There is little public contact between Labour and the unions outside the party's national executive committee and at the annual conference. But there are regular meetings between senior union officials and the party leadership in forums which are rarely, if ever, acknowledged. There is the "contact group" where Blair and his deputy, John Prescott, meet senior representatives of the TUC and and there is the Trade Union Liaison Office, where those unions that are affiliated to the party meet the leadership.

Through these channels, union bosses have been keeping a fatherly eye on the health of their accord with Blair and airing their disagreements in private. Here also, the Labour leader meets people with whom he has little in common.

Blair regards Rodney Bickerstaffe, general secretary of the big white- collar union Unison, with suspicion; Bill Morris of the Transport and General Workers' Union as unreliable; and John Edmonds, leader of the GMB, as too clever by half.

In these meetings, the union leaders have warned Blair that it may well be a game of two halves and that there may be trouble ahead. Although Labour has been reassured of union good behaviour ahead of any election, there is a different consideration about life after a Blair victory.

Blair has been told by union leaders that workers' aspirations under a Labour government might be difficult to control. Union leaders can manipulate their troops to support motions at conferences, but the attitude of the British workforce to their pay and conditions is quite another matter.

While Blair has been keen to keep a lid on expectations in virtually every speech he makes, unions have told him that their members may see things differently. At its most basic, their argument is that if working people vote Labour it will be because they believe a Blair government will change the economic atmosphere to allow a few more pounds to trickle into their pockets.

Evidence of rising expectations and growing industrial militancy has surfaced at London Underground, in the rail network and the Royal Mail. In the latter dispute, Alan Johnson, joint general secretary of the Communication Workers' Union and one of the strongest supporters of Blair in the union movement, has conspicuously failed to keep his troops in order. Johnson has been decidedly unhappy that his members have chosen the run-up to the election to flex their industrial muscles. Blair has indicated publicly that the union should ballot its members on the latest Royal Mail peace formula. So far, neither Blair nor Johnson have been successful in persuading postal workers to behave themselves. That could well be a harbinger of things to come.

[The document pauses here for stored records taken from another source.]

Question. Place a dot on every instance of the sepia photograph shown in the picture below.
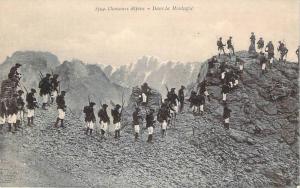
(149, 93)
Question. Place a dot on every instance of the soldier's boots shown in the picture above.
(56, 123)
(87, 131)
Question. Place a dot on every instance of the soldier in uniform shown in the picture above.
(54, 87)
(12, 112)
(226, 116)
(104, 119)
(20, 105)
(136, 118)
(116, 114)
(3, 114)
(90, 118)
(145, 92)
(61, 107)
(220, 46)
(150, 125)
(45, 89)
(31, 105)
(260, 44)
(270, 50)
(230, 46)
(181, 97)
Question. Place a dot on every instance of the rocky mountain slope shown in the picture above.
(155, 72)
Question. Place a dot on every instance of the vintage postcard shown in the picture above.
(149, 93)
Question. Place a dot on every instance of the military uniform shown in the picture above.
(90, 118)
(104, 119)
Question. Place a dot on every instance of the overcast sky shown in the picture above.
(73, 29)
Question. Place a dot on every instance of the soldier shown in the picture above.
(90, 118)
(20, 106)
(116, 114)
(260, 44)
(193, 101)
(145, 92)
(12, 111)
(297, 53)
(283, 51)
(3, 114)
(226, 116)
(220, 46)
(163, 117)
(181, 97)
(150, 125)
(136, 117)
(225, 91)
(31, 105)
(270, 50)
(203, 89)
(61, 107)
(14, 74)
(230, 46)
(263, 62)
(45, 89)
(54, 87)
(211, 64)
(104, 119)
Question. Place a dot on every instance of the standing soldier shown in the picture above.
(20, 105)
(104, 119)
(54, 87)
(61, 107)
(297, 53)
(116, 114)
(226, 116)
(203, 89)
(2, 115)
(14, 74)
(45, 90)
(90, 118)
(181, 97)
(270, 50)
(150, 125)
(145, 92)
(31, 105)
(136, 117)
(260, 44)
(230, 46)
(225, 91)
(12, 111)
(220, 46)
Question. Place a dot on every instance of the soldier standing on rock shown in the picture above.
(270, 50)
(45, 90)
(54, 87)
(61, 107)
(260, 44)
(150, 125)
(12, 112)
(226, 116)
(225, 91)
(3, 114)
(230, 46)
(20, 105)
(90, 118)
(31, 105)
(104, 119)
(181, 98)
(136, 117)
(145, 92)
(220, 46)
(116, 114)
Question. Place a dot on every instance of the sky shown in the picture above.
(77, 29)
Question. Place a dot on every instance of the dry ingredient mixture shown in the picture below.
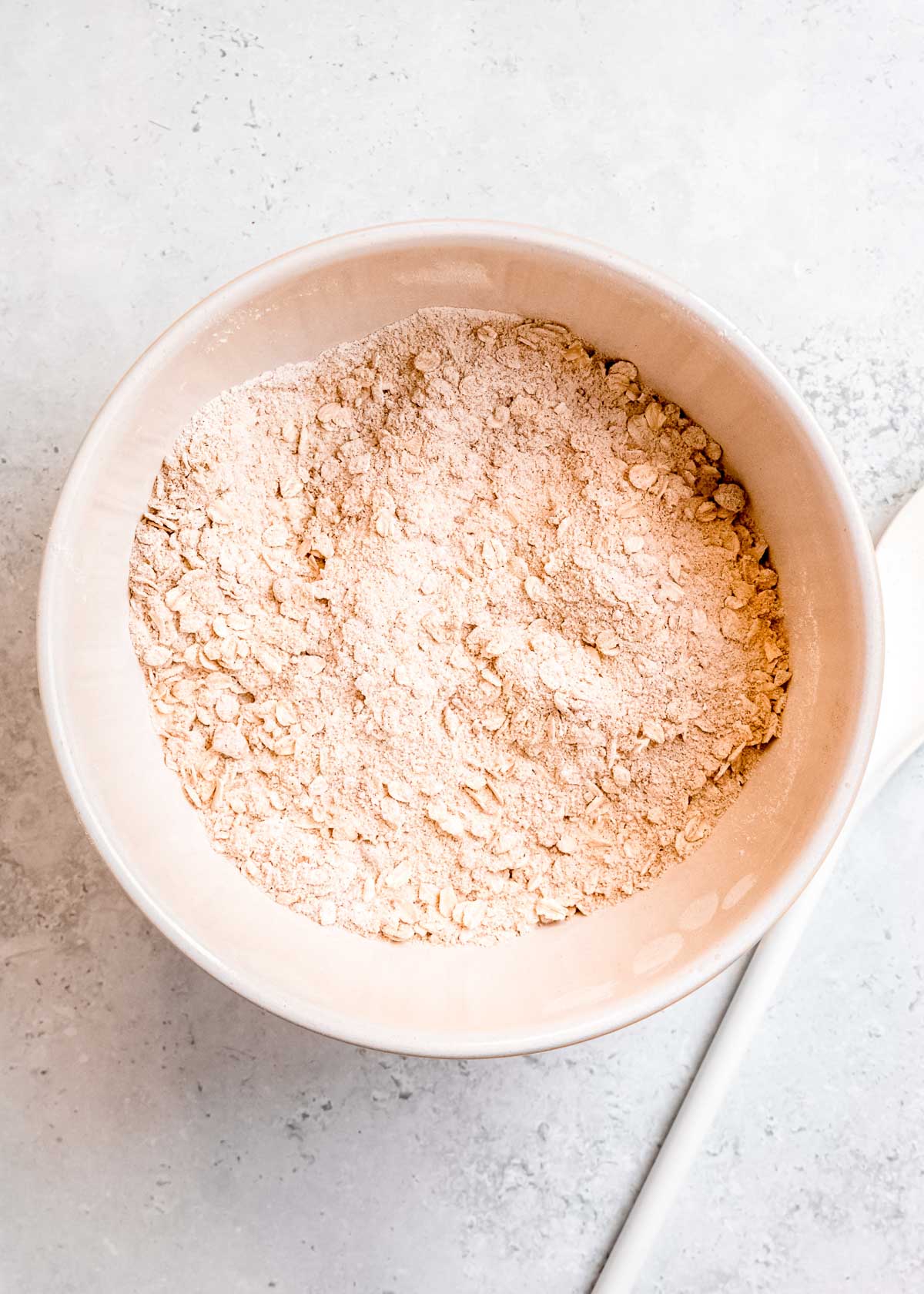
(454, 631)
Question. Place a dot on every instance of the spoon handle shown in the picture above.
(899, 730)
(705, 1094)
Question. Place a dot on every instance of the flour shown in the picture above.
(454, 631)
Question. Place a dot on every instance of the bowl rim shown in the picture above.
(448, 1042)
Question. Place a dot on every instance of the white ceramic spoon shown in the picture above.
(899, 555)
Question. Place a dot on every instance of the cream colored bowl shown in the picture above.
(559, 984)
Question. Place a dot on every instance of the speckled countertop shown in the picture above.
(157, 1131)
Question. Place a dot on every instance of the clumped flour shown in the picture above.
(456, 631)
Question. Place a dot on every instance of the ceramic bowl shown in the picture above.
(559, 984)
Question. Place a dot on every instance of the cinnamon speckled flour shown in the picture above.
(454, 631)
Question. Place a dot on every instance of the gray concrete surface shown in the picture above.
(158, 1132)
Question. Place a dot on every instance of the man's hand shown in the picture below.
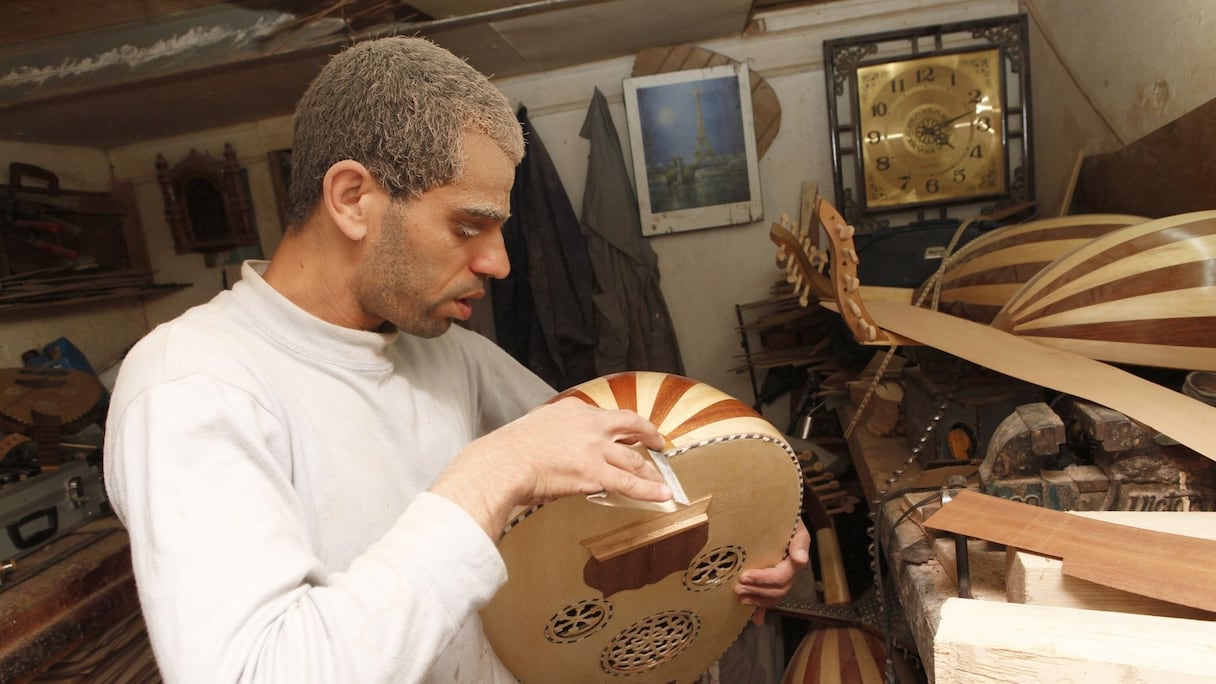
(568, 447)
(765, 588)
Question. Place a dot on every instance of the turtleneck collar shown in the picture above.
(303, 332)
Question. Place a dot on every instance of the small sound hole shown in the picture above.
(714, 567)
(578, 621)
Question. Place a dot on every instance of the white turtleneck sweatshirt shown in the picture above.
(271, 470)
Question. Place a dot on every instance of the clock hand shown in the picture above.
(936, 133)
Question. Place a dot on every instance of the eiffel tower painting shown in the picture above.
(693, 149)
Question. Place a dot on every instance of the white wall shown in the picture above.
(1142, 63)
(705, 273)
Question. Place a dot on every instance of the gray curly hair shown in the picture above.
(401, 107)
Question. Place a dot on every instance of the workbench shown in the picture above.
(921, 579)
(71, 612)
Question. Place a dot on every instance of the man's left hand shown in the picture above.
(764, 588)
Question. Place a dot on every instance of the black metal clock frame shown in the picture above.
(842, 57)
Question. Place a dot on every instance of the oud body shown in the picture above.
(614, 593)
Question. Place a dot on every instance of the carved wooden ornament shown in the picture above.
(617, 593)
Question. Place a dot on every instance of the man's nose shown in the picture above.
(491, 256)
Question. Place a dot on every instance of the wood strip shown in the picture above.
(1037, 579)
(995, 642)
(1188, 421)
(1160, 565)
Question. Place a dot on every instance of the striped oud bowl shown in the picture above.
(981, 276)
(1142, 295)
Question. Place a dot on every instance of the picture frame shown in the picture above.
(692, 136)
(280, 162)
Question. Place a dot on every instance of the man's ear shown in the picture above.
(349, 194)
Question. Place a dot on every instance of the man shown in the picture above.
(315, 466)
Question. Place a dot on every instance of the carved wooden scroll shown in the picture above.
(612, 593)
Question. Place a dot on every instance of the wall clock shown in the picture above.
(930, 123)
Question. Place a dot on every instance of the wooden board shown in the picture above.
(991, 642)
(1186, 420)
(1037, 579)
(1170, 567)
(1166, 172)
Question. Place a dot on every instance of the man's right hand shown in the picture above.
(568, 447)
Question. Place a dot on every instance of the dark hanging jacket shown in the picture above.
(635, 330)
(542, 310)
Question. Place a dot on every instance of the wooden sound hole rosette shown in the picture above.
(714, 568)
(597, 592)
(578, 621)
(649, 643)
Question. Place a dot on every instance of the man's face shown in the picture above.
(431, 256)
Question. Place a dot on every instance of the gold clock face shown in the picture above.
(932, 129)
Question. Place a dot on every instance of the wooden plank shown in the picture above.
(1166, 172)
(1170, 567)
(1037, 579)
(989, 642)
(1183, 419)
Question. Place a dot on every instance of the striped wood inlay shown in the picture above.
(1142, 295)
(568, 616)
(985, 273)
(837, 655)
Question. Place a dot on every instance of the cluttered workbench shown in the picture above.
(906, 469)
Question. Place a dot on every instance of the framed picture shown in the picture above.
(281, 175)
(693, 146)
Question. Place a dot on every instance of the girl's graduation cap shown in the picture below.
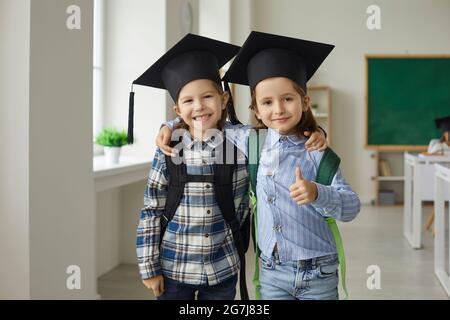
(193, 57)
(266, 55)
(443, 123)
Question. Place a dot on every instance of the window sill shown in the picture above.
(129, 170)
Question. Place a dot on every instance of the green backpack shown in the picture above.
(327, 169)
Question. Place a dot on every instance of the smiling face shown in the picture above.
(279, 104)
(201, 106)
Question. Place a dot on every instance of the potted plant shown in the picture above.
(112, 140)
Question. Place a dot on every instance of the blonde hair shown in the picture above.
(306, 123)
(183, 125)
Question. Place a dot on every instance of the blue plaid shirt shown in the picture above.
(197, 247)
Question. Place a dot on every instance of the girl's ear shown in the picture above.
(257, 113)
(177, 110)
(225, 98)
(306, 101)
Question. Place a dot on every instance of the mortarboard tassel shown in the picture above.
(230, 105)
(130, 117)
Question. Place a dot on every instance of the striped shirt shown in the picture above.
(197, 247)
(300, 232)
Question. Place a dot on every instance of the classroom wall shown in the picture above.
(407, 26)
(136, 36)
(14, 171)
(62, 199)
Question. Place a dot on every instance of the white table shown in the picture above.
(419, 186)
(441, 194)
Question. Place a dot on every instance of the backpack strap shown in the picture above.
(223, 188)
(327, 169)
(254, 148)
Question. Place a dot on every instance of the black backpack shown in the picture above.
(222, 180)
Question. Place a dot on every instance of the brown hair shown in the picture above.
(223, 118)
(307, 122)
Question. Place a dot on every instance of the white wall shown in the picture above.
(14, 122)
(408, 26)
(136, 36)
(134, 39)
(47, 220)
(62, 205)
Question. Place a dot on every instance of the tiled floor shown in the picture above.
(375, 237)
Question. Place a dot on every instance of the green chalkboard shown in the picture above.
(405, 95)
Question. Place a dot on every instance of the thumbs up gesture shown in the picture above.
(302, 191)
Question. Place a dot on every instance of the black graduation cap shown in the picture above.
(443, 123)
(265, 55)
(193, 57)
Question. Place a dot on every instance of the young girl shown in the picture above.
(298, 251)
(200, 204)
(441, 146)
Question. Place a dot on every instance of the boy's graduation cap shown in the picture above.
(443, 123)
(193, 57)
(265, 55)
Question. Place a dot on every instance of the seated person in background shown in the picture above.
(441, 146)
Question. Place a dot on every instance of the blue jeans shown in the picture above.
(174, 290)
(312, 279)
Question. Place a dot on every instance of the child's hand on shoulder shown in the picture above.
(163, 140)
(156, 284)
(302, 191)
(316, 141)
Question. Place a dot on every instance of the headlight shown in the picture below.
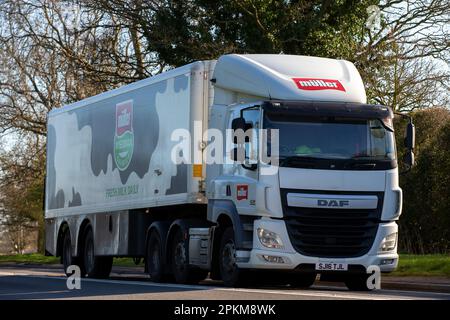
(269, 239)
(389, 242)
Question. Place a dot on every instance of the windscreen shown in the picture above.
(332, 138)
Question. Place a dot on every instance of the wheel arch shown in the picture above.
(63, 227)
(85, 224)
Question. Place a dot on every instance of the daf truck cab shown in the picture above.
(310, 188)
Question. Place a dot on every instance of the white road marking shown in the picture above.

The biggest battleground will be the public sector, where the Tories have frozen wages for the past three years and where union organisation is at its strongest. If Major holds off the election until next April, the public-sector pay round will in effect be over by the time any winning Labour team walks into Downing Street. Unions could then invoke the introduction of a national minimum wage as a way of keeping industrial peace. The following year, however, might be more problematic. In private meetings, Blair has been warned that the party is presiding over a "policy void" on public sector industrial relations. As one prominent union leader put it: "There is a lot of ill feeling, but no one wants to be seen to be opening their mouths and contributing to a Labour defeat."